La palabra instigación, del latín “instigatĭonis” es el efecto y la acción de instigar, del latín “instigare” a su vez procedente de “stingere” que puede traducirse como “pinchar”, ya que quien instiga parece estar presionando de modo incisivo al otro para persuadirlo de hacer el acto. La influencia del instigador, para que lo haga responsable en el acto, debe ser tan grande, que sin su aporte, no hubiera tenido lugar, pues de lo contrario sería una mera recomendación o consejo.

Concepto de instigación

La instigación consiste en inducir a alguien a que realice ciertos actos o se abstenga de hacerlos. La instigación puede ser hacia aspectos positivos, como instigación a estudiar o a pasear, pero es más frecuente su uso hacia actos negativos, como la instigación a la violencia, a cometer delitos o al suicidio.

Existen instigaciones que se realizan en el ámbito privado: “El propio padre fue quien instigaba a su hijo a cometer actos ilícitos” o “El suicidio de mi amigo fue instigado por su mejor amigo” y otros asumen un carácter público: “El jefe revolucionario fue detenido por instigar a la violencia” o “El líder de la secta fue condenado por instigar al suicidio colectivo”.
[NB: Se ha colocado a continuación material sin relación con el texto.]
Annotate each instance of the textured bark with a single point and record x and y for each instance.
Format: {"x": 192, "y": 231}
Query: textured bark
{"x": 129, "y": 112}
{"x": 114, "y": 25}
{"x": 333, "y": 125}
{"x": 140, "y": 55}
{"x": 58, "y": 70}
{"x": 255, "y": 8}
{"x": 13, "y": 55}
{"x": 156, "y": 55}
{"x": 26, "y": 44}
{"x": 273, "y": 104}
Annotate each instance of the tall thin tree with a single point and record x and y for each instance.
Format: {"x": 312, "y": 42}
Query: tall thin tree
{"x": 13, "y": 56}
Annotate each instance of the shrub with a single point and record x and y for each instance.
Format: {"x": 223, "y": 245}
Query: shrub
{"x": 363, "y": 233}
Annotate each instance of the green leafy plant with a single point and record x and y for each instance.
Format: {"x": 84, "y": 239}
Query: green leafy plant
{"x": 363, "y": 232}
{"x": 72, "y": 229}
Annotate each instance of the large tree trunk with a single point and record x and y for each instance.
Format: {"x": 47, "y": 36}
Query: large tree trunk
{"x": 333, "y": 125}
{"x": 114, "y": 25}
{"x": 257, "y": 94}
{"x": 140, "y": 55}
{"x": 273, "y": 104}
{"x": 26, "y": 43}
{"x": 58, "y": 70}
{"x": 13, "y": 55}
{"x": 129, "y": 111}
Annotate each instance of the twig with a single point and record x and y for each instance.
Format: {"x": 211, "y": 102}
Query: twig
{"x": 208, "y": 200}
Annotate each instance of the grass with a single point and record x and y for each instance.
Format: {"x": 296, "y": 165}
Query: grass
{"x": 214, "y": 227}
Los castigos para este delito varían según los países: En Bolivia la instigación pública para cometer un determinado delito según el artículo 130 de su Código Penal tiene una pena de un mes a un año. La pena se eleva si se instiga contra la seguridad estatal, la función pública o es con respecto a la economía nacional. El artículo 209 del Código Penal argentino sanciona a quien instiga a la comisión de delitos con una pena de dos a seis años de prisión.

Para que la instigación sea punible debe estar descripta en algún tipo penal y ser realizada de modo doloso o intencional.